Dave Johnson, head coach of the Marshall School Nordic ski team, said skiing with Hovland sometimes meant stopping every few hundred meters so Hovland could tell him a story.
Hovland told Johnson he was a bellhop at the Hotel Duluth, and after he would bring the bags up in the elevator, he would run down the stairs and race the elevator back down. When he was a shoe salesman, he would run to and from the customer and shoe rack, just to sneak in more training.
On top of that, he was known to talk on the phone, shave and drive at the same time, Johnson said. Jane said he could change out of training clothes as he drove, too.
"I think that really sums up his life, in that he packed more into a day than most people pack into a week," Johnson said. "That was just how he lived his life — at full speed all the time."
In 1993, Hovland and Jane founded Snowflake Nordic Ski Center, a 15-kilometer system of cross-country ski trails, a biathlon range and a chalet. There the Hovlands started KidSki, which paired high school skiers with younger children learning to ski.

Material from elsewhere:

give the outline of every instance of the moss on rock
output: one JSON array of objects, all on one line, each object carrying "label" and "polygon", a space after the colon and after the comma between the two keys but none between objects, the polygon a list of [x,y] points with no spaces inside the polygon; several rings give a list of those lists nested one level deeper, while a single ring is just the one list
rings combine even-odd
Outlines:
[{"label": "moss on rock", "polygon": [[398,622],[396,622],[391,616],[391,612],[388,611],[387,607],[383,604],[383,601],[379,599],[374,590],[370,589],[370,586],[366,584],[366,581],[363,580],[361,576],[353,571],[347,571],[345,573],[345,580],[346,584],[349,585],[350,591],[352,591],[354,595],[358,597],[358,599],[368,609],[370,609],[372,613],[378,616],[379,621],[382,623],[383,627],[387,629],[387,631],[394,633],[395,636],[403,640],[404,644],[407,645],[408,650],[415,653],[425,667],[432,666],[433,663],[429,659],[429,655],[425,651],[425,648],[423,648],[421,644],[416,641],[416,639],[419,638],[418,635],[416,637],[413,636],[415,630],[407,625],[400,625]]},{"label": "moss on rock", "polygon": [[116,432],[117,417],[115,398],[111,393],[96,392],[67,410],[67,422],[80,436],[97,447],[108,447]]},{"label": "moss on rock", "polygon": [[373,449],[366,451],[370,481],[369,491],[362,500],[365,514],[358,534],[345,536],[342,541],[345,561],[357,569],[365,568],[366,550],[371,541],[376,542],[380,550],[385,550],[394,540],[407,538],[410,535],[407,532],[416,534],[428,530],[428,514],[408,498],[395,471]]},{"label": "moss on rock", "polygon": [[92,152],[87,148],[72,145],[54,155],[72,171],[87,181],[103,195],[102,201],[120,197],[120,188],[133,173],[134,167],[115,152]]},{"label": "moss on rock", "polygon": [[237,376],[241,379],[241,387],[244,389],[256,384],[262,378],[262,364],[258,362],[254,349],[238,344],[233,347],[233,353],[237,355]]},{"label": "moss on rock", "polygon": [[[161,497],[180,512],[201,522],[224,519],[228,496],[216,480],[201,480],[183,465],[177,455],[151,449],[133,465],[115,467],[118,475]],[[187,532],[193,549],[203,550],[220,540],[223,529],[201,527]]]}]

"Snowflake was (Hovland's) life," Johnson said.
In a 2009 story, Hovland said he knew Snowflake would never make him rich. At the time, he laughed and said it wasn't even profitable. But that didn't matter — Snowflake had become the center of his life.
"It's far exceeded my expectations," Hovland said of Snowflake. "I don't know what love is. There's husband-wife love. There's parent-child love. But the affection" — he stops here, considering his words — "you get to just love these kids."